Dr Ian Vaughan, Cardiff University’s School of Biosciences, said: “These results represent a positive story about rivers, against a background of often bad news. With ongoing issues, including water quality and climate change, rivers face many challenges. These results highlight how biodiversity can recover if environmental quality is improved.”
The study used data from the Environment Agency and Natural Resources Wales and updated an analysis from 10 years ago also by Cardiff University, allowing the researchers to investigate trends over decades and across countries.
“Data collected by regulatory bodies like the Environment Agency and Natural Resources Wales are a hugely valuable resource for researchers. They provide invaluable insights into how river biodiversity has changed, for better or worse, over time. Insights which can be used to help inform policy and conservation management,” added Emma Pharaoh.
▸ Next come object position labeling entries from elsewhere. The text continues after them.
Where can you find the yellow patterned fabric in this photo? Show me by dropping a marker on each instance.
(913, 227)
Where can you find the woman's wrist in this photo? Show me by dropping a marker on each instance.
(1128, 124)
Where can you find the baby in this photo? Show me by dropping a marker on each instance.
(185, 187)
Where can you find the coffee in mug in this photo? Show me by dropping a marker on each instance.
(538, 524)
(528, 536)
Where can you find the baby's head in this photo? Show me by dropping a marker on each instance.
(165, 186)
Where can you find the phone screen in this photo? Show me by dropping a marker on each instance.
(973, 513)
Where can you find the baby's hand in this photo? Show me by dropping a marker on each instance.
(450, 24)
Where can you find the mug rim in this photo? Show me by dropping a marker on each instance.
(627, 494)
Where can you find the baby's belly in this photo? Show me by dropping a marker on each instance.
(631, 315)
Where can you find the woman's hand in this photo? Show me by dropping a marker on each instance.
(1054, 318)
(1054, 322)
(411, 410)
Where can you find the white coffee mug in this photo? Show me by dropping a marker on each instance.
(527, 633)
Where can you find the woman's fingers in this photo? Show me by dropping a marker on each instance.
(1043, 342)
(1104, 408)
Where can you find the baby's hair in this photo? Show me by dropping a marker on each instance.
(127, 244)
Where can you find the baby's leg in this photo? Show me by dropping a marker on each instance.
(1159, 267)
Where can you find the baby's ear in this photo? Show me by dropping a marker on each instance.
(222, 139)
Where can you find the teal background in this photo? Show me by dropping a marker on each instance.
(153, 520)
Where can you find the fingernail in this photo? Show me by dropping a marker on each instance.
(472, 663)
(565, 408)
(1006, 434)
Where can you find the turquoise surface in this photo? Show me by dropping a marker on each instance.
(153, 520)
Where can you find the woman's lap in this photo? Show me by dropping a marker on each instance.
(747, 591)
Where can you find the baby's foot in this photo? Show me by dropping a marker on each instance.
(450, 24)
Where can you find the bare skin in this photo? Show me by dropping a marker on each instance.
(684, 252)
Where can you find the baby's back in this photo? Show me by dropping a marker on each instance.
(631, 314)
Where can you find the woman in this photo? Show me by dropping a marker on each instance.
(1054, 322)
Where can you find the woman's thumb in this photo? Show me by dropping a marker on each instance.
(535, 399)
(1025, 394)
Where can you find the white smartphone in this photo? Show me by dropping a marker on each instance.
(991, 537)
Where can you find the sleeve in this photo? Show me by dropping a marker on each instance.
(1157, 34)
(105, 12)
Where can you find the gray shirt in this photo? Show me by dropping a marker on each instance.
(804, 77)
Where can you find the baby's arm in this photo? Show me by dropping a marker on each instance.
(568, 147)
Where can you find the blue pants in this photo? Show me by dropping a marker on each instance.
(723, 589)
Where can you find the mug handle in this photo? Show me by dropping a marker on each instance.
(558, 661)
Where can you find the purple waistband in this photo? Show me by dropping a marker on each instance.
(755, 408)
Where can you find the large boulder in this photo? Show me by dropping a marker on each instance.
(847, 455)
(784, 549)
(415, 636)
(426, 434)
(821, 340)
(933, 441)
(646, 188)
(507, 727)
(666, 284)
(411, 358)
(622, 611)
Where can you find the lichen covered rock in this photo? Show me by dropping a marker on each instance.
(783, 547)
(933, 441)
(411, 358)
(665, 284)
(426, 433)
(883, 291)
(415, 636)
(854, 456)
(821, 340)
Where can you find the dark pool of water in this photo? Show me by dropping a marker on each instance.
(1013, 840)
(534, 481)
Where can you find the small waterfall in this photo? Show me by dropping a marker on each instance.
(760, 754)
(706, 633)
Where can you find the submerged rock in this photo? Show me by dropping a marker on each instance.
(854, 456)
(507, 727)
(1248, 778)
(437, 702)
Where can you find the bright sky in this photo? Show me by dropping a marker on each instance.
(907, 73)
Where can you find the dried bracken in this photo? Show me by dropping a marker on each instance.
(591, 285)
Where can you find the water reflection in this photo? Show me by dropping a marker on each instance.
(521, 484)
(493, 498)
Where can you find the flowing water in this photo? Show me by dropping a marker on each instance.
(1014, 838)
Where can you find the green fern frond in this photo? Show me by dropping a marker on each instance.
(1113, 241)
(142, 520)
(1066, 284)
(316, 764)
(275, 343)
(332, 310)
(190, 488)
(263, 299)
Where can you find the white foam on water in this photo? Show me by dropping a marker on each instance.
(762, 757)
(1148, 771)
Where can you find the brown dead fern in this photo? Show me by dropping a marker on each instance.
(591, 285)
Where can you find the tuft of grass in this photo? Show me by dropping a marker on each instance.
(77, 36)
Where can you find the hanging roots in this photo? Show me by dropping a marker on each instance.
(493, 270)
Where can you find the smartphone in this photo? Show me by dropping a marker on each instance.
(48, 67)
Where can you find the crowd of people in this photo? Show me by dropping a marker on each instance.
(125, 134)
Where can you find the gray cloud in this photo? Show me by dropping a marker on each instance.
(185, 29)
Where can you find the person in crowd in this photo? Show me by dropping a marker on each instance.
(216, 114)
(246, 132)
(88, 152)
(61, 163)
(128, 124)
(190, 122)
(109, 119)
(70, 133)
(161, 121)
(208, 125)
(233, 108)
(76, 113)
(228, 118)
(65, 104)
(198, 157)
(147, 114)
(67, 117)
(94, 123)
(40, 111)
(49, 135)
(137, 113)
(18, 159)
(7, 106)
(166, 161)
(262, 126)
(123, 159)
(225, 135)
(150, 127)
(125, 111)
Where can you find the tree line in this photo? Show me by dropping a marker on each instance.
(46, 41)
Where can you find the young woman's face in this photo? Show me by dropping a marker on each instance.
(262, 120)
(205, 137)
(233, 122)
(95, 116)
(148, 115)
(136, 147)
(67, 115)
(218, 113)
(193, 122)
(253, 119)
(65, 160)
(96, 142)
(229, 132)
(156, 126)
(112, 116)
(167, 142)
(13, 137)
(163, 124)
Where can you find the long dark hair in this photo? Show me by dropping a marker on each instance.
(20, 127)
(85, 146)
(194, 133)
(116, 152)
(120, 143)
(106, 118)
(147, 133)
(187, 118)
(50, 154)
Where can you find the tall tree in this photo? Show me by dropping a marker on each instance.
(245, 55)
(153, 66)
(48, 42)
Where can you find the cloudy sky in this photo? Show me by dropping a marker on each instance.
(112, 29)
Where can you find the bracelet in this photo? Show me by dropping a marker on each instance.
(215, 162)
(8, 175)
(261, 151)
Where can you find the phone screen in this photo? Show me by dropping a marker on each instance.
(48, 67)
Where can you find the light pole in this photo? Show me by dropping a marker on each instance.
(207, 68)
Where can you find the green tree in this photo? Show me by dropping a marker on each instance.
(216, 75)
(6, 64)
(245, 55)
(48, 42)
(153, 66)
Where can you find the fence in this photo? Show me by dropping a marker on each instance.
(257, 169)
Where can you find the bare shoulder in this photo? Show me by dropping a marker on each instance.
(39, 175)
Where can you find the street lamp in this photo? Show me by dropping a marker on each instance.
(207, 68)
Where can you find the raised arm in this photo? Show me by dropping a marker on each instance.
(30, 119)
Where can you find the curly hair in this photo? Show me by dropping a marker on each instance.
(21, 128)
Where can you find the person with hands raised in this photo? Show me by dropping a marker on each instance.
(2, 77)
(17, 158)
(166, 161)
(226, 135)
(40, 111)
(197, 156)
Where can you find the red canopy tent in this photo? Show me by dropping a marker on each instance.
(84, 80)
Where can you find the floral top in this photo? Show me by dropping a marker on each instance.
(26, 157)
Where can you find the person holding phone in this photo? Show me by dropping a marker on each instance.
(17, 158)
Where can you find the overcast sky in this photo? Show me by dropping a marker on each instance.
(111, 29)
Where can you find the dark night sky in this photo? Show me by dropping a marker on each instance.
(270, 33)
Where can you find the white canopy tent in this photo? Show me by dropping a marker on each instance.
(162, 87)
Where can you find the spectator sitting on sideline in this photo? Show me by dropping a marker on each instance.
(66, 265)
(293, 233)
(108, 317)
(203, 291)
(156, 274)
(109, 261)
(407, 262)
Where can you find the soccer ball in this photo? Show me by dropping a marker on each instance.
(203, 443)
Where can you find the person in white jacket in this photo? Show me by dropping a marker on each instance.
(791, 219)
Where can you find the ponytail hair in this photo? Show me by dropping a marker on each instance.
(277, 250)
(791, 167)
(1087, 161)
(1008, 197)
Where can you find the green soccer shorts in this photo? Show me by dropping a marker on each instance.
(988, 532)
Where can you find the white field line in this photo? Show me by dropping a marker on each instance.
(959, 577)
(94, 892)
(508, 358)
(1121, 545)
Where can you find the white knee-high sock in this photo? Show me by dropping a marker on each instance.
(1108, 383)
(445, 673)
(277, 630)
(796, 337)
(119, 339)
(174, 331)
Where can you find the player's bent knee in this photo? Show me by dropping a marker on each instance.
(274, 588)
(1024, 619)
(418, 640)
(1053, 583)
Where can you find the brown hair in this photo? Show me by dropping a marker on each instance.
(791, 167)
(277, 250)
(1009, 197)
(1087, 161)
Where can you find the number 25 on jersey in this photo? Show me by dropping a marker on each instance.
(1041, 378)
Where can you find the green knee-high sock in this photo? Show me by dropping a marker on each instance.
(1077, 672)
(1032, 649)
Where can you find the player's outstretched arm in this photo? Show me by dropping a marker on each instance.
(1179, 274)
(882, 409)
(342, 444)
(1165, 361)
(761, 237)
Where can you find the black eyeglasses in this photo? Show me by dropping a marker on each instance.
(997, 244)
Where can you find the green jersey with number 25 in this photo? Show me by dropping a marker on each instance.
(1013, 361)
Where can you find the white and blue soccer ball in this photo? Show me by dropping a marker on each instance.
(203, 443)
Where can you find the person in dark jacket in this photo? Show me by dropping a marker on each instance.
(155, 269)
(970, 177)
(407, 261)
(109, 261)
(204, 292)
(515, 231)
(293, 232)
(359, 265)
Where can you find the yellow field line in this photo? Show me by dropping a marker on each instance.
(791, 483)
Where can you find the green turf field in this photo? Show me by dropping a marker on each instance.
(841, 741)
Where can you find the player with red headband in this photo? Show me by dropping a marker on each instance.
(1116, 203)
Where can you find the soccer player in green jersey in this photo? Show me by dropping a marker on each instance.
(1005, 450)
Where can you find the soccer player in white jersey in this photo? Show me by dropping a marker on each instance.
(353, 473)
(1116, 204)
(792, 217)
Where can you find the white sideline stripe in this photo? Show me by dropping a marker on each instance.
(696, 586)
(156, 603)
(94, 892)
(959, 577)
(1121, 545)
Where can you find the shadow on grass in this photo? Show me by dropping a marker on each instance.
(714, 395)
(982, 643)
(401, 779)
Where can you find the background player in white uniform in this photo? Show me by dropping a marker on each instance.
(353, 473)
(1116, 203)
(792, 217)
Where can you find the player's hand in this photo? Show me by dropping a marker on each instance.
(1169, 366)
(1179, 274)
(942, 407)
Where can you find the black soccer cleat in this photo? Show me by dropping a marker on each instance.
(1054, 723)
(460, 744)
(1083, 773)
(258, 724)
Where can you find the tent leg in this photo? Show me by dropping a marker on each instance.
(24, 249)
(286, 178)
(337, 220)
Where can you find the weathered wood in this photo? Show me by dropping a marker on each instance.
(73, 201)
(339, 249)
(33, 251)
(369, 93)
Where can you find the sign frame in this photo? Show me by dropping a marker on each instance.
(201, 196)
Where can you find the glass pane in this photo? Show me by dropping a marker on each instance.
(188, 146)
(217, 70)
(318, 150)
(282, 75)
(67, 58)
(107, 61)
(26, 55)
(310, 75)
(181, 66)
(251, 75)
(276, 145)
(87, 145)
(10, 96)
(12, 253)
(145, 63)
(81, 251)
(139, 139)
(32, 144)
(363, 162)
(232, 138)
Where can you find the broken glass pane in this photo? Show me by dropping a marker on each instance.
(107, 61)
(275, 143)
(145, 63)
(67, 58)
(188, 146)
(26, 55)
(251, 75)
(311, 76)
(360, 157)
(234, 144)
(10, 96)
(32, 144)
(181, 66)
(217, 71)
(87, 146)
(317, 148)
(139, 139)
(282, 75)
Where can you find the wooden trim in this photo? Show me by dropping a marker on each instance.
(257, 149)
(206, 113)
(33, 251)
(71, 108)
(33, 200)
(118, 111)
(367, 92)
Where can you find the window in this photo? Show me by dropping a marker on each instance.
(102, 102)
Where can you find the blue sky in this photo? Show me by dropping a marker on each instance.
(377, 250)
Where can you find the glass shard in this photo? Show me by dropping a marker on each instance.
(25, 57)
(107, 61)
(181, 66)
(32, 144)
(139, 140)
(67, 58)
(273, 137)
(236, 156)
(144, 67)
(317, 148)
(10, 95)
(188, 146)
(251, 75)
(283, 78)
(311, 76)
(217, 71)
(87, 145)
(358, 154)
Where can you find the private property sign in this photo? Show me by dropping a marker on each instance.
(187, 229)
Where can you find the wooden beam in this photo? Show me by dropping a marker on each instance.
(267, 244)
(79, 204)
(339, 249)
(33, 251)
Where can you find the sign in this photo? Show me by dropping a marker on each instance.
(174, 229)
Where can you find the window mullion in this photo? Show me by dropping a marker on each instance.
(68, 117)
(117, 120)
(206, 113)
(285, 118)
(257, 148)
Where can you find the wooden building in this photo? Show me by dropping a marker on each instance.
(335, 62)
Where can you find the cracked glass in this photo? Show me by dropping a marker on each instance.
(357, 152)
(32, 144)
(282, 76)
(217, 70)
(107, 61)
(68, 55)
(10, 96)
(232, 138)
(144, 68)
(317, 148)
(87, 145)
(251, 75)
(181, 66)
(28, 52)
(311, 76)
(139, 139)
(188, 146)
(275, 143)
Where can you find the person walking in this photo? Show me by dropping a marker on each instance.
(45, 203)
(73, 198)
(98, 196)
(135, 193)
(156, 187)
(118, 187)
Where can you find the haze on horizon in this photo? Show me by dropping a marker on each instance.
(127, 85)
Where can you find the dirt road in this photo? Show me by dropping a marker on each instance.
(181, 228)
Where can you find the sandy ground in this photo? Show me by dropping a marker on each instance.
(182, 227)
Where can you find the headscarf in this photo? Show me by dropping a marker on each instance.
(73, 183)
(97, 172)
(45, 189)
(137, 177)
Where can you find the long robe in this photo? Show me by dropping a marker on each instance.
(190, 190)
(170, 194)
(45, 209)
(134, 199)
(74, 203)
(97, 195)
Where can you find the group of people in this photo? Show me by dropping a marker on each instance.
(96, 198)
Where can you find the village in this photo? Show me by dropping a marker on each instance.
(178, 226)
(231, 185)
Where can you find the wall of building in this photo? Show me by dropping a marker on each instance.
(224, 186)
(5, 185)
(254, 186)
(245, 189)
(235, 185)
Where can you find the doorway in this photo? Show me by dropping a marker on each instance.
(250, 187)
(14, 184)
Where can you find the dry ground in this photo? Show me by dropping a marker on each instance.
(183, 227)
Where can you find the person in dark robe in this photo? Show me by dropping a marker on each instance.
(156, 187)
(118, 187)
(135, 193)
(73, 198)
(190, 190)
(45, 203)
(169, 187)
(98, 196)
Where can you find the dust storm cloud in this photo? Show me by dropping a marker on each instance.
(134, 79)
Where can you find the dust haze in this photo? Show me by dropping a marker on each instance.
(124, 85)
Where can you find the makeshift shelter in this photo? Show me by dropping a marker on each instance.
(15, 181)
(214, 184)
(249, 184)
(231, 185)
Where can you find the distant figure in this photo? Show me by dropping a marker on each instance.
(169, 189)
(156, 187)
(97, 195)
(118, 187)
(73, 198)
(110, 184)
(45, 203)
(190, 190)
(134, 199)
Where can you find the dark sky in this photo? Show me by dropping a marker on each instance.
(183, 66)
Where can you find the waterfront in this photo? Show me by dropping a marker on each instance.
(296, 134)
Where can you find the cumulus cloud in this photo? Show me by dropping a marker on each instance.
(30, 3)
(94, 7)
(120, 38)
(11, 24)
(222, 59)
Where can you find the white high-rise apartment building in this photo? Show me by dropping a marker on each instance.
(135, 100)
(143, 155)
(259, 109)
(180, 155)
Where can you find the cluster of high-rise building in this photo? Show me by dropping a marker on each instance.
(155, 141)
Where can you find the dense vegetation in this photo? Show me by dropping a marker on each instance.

Ceri Davies, Executive Director of Evidence, Policy and Planning at NRW said: “While we have made good progress in protecting and enhancing our waters over recent decades, this study is a stark reminder that there is still a long way to go. The challenges facing our rivers may evolve with time, but the need for concerted and collaborative action to conserve them remains.
“Now is a pivotal time for change, not complacency, and an opportunity to once again accelerate improvements to our rivers.
“In Wales we are working in partnership through Nutrient Management Boards to conserve our most precious Special Area of Conservation rivers, restoring other iconic rivers through our flagship Four Rivers for LIFE project and tackling wastewater pollution through the Wales Better River Quality Taskforce. We must all pull together and rise to the challenges – both old and new – that are facing our rivers and our wildlife if we want to save them for future generations.”
Professor Steve Ormerod, Cardiff University’s School of Biosciences and Deputy Chairman of Natural Resources Wales, added: “Urban river improvements since the early 1990s reflect the combined effects of industrial decline, improved regulation and investment in wastewater treatment.
“But hints of a more recent slowdown show how we need further action - especially from regulators, water companies and agriculture – to regain and maintain the positive trends.”
The research, Evidence of biological recovery from gross pollution in English and Welsh rivers over three decades, is published in Science of the Total Environment.